I’m Just a Soul Whose Intentions are Good

…oh Lawd, please don’t let me be misunderstood.

I was a radio show once where a caller blasted me with a long indictment of my alleged opinions. The host and the other guests were all shocked, because I hadn’t said anything like what the caller was railing against. Indeed, the caller and I agreed with each other. When the host pointed this out to the caller, she just repeated her gripe. A friend of mine who listened said to me later “It doesn’t matter what you said, it matters what she wanted to hear as an excuse to rant.”

I had an unpleasant little run lately with my writing that brought that memory back to me. Regarding a post I wrote about the state prison population I got an angry tweet from someone who thought I was writing about the (utterly different) federal prison population. This was followed by someone emailing me to complain that my piece on the Euro was idiotic because I only discussed the psychological failings of the system without mentioning its absurd economic underpinnings. This angry chap couldn’t have known I agreed with him unless he had read all the way to the second sentence of my post (A lot to ask, I realize). The same week, someone wrote a whole lengthy blog post criticizing a methodological approach to research which he attributed to me, when the paper I wrote (nicely summarized by Austin Frakt here) had specifically argued that the approach he was complaining about was flawed and therefore was proposing an alternative.

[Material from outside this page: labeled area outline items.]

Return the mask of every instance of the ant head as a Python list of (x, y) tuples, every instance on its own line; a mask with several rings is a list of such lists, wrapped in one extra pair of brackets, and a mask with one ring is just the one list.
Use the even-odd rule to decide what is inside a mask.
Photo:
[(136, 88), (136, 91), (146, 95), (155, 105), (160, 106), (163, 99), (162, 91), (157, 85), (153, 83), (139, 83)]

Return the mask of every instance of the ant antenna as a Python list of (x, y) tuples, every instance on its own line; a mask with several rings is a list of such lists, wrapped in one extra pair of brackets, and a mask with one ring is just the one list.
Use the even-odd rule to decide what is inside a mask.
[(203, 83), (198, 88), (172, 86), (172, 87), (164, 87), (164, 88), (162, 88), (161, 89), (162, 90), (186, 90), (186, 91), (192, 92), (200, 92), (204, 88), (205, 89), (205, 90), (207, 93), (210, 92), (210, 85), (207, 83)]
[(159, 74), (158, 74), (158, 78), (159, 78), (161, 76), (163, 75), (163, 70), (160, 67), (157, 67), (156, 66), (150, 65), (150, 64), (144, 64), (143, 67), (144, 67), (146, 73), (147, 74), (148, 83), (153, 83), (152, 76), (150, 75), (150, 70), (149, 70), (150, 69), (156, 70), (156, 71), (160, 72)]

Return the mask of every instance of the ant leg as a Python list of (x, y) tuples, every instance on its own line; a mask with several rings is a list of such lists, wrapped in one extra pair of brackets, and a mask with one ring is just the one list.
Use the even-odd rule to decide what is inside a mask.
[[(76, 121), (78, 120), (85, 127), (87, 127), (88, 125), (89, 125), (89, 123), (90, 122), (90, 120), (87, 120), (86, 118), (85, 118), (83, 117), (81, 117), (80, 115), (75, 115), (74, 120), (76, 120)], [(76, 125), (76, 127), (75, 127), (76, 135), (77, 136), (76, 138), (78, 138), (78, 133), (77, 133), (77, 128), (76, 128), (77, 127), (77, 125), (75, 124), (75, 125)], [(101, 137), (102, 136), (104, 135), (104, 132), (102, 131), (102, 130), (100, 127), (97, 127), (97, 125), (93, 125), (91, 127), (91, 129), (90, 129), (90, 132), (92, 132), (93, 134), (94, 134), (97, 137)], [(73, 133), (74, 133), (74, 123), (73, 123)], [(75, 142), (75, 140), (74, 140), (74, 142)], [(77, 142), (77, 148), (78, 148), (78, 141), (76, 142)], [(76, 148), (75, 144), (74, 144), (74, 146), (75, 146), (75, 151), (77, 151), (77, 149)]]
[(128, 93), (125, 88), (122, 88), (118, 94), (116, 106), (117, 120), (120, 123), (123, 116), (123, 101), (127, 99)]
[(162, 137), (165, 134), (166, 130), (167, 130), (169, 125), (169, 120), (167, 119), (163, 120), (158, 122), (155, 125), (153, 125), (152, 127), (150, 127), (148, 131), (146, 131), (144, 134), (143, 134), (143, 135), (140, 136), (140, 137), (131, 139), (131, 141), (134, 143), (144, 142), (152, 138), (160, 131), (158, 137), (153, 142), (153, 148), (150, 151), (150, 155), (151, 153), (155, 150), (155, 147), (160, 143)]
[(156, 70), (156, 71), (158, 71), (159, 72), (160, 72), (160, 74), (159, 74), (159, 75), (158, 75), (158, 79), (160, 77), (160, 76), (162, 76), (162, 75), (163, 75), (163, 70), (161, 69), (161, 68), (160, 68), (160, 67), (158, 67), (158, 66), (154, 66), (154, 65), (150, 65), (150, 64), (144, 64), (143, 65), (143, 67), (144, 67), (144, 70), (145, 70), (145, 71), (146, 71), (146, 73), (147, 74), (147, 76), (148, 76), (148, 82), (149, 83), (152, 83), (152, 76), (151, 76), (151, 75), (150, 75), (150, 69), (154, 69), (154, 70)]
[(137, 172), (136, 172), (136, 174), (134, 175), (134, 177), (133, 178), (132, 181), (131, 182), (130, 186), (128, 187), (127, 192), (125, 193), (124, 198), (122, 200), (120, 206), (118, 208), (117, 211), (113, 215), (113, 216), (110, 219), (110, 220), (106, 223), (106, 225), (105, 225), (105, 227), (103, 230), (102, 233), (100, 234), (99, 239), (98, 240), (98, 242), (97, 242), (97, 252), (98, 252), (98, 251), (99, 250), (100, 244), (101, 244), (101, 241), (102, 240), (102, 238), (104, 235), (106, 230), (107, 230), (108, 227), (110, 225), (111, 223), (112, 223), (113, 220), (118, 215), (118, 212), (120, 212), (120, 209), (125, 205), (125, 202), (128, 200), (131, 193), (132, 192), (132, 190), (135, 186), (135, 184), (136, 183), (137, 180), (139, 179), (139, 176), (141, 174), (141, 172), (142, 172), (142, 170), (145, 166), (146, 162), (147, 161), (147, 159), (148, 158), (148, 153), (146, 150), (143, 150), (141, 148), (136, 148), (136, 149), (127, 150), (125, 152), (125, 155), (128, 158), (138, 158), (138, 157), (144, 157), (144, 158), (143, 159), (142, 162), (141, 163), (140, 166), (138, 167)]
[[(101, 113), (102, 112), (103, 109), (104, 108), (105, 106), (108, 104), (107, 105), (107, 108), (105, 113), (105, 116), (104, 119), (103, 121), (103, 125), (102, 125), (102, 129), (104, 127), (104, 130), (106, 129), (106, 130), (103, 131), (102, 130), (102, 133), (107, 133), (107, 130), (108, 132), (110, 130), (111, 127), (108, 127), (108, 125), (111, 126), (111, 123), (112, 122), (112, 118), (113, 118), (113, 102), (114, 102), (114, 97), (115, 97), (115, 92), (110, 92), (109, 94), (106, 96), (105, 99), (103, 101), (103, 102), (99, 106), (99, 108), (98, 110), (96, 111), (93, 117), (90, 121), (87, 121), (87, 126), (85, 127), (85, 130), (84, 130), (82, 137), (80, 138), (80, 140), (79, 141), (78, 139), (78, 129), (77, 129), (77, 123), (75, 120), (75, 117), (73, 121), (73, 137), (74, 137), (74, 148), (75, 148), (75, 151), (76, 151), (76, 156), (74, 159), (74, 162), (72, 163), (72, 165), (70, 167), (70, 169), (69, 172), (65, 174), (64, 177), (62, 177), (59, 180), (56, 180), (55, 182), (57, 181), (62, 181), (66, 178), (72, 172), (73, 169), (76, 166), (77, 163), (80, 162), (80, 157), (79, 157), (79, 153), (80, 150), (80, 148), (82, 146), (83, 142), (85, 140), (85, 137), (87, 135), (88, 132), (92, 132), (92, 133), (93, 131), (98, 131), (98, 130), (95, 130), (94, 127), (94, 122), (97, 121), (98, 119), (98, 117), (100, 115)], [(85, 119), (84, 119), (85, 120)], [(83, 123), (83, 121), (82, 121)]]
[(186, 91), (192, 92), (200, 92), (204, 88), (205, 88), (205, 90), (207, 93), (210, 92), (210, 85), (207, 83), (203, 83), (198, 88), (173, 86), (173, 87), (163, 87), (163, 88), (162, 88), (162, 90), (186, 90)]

I can’t personally imagine getting pleasure from attacking people who agree with me as if they were disagreeing with me, so I am not sure what motivates so many people to engage in this behavior. In addition to being rude, it is (or ought to be) embarrassing as it announces to the world that you are comfortable criticizing things that you haven’t troubled to actually read.

Writing for the public really does require a leap of faith sometimes, namely that among your readers are many people who actually want to understand what it says and to agree or disagree with with it honestly. Most days I don’t lack that faith, but a run like this is rather soul-killing for me as a writer.